9. The method according to claim 1, wherein a position of a potential target in relation to the vehicle is taken into account when determining whether the selected location is significant (true) or insignificant (false) for a desired vehicle function inside and/or outside the vehicle and/or wherein potential targets outside the vehicle are ignored for vehicle functions inside the vehicle.
10. The method according to claim 1, wherein the method is use to track objects outside and/or inside the vehicle, and/or wherein potential targets inside the vehicle are ignored for vehicle functions outside the vehicle, and/or wherein when erratic behavior of an object that is being tracked outside the vehicle is detected, an action is taken, and/or wherein when tracking an object entering the vehicle, its identity is checked.
11. The method according to claim 1, wherein numerous sensor devices are operated, wherein information acquired from the numerous sensor devices is combined for vehicle functions outside and/or inside a vehicle.
12. A control unit that contains a non-transitory computer-readable medium in which code is stored, and a computer, wherein the method according to claim 1 is carried out when the code is executed by the computer, wherein a control unit (ECU) for at least one sensor device has a master function, or numerous control units (ECU) each have an evaluation function, for acquiring information from the at least one sensor device when executing the method for operating numerous sensor devices.

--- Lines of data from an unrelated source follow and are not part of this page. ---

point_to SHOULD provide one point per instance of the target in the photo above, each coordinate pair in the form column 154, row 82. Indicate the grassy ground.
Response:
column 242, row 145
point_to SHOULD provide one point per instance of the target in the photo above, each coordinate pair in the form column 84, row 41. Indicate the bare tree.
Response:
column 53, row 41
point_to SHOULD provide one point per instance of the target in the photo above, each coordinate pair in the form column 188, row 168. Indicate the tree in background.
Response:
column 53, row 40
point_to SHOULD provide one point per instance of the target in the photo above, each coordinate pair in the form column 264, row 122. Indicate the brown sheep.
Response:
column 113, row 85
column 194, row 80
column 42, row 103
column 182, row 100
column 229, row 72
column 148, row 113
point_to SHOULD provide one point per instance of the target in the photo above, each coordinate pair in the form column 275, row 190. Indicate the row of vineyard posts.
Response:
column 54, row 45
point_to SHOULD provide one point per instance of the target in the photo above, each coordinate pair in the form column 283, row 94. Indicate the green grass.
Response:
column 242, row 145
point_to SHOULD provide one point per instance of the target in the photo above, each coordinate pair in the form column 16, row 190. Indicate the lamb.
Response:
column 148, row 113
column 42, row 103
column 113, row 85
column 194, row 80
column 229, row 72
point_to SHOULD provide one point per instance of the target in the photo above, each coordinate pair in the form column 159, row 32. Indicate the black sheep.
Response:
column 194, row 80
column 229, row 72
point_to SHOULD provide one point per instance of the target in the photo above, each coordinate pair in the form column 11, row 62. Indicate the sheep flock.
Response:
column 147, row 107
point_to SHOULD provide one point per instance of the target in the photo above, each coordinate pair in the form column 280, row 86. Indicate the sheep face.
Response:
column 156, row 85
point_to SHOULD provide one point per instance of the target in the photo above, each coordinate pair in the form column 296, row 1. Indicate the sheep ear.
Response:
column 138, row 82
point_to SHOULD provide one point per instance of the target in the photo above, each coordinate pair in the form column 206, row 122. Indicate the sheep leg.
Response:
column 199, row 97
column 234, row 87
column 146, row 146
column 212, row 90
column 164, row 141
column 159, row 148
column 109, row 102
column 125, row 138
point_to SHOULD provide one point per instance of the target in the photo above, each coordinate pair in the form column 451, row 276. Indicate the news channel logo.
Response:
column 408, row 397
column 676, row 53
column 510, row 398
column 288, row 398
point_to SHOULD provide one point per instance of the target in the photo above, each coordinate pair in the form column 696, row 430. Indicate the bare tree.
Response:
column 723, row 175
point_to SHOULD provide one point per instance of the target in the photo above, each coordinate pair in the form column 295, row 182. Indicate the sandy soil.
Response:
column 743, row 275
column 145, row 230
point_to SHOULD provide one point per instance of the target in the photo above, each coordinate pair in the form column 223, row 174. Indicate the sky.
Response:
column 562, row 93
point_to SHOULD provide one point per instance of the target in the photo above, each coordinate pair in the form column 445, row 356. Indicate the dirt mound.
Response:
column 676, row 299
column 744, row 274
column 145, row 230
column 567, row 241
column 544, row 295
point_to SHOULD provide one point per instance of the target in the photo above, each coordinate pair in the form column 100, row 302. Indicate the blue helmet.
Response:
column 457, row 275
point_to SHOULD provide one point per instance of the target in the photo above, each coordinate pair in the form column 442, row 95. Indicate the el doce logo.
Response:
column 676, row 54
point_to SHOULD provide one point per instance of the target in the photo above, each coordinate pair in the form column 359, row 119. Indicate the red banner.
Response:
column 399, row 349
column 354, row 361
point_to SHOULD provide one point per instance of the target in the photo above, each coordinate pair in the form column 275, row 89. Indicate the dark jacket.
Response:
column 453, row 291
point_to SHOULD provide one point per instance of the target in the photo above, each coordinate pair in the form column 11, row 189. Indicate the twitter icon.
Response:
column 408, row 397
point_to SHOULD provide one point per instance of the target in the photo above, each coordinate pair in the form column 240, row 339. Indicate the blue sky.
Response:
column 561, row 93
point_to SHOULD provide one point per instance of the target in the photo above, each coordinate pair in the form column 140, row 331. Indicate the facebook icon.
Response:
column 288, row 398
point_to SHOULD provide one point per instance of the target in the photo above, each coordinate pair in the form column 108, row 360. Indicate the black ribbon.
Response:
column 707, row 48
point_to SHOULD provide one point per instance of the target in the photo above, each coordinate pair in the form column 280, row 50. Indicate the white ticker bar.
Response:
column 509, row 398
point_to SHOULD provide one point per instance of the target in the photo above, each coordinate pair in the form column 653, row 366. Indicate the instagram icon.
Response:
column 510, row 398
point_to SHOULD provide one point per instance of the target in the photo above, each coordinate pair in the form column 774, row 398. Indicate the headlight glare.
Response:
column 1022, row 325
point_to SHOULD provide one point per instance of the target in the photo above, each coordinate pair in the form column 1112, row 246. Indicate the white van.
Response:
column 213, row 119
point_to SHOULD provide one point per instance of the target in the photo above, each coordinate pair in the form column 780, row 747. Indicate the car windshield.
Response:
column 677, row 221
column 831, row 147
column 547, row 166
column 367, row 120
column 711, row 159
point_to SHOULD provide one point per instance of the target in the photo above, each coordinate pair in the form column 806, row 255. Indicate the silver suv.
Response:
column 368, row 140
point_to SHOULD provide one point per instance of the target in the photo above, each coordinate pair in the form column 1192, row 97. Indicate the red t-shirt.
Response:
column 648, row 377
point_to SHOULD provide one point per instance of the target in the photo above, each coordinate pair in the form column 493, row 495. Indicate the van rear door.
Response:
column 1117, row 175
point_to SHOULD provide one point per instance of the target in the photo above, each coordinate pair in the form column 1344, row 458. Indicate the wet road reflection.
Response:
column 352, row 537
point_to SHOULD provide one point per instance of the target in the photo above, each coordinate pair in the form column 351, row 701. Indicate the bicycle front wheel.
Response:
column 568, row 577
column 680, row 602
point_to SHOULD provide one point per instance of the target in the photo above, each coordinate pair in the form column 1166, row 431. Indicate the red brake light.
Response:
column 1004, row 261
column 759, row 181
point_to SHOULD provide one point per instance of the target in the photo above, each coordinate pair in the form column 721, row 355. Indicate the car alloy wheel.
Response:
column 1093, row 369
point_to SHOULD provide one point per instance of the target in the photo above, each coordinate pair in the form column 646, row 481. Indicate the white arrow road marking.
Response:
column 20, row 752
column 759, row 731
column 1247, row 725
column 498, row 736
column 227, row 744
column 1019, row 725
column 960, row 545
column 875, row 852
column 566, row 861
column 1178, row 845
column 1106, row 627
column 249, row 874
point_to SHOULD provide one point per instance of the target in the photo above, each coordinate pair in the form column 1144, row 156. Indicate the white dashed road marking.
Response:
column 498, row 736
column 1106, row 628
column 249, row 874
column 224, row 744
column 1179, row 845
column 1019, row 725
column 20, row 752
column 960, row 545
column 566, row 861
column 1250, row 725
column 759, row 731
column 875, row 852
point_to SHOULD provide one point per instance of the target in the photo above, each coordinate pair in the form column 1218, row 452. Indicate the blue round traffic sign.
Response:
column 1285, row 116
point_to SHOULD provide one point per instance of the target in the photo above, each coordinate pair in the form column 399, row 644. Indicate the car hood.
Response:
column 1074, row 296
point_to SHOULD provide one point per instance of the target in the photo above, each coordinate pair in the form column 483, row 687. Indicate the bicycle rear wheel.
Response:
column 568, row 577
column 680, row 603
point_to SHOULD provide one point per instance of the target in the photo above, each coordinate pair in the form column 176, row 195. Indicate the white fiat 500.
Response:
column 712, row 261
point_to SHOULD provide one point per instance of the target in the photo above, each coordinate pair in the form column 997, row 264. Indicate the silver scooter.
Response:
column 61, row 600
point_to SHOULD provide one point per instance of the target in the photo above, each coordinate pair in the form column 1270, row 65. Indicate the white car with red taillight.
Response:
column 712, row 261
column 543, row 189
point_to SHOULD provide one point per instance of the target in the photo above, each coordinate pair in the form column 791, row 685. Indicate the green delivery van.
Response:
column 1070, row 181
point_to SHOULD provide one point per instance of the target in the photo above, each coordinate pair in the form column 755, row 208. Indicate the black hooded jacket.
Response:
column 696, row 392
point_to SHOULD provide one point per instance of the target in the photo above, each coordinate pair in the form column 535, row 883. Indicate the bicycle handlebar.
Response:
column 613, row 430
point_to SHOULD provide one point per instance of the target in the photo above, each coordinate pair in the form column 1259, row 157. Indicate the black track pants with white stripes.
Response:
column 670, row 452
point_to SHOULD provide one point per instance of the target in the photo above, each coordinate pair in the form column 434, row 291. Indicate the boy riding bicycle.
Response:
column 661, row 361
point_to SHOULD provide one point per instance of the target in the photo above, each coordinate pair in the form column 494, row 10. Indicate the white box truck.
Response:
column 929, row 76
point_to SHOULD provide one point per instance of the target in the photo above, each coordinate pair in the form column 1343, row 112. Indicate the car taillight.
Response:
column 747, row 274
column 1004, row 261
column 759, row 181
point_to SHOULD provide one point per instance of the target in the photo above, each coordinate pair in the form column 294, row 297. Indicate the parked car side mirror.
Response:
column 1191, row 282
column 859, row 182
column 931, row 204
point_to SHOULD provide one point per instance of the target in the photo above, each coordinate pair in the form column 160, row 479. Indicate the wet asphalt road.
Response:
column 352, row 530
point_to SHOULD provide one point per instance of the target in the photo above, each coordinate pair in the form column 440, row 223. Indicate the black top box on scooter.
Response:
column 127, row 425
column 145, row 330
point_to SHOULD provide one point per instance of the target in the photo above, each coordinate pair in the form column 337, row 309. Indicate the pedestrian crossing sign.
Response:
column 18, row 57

14. A sensor device which contains a control unit (ECU) according to claim 13.
15. The method according to claim 1, wherein the radar technology is UWB radar technology.
16. The method according to claim 1, wherein the further analysis includes determining the movement of a potential target at the location.
17. The method according to claim 9, wherein the position of the potential target is inside the vehicle.
18. The method according to claim 10, wherein the action includes one or more of: an external camera is activated, a light is switched on, or an alarm is issued.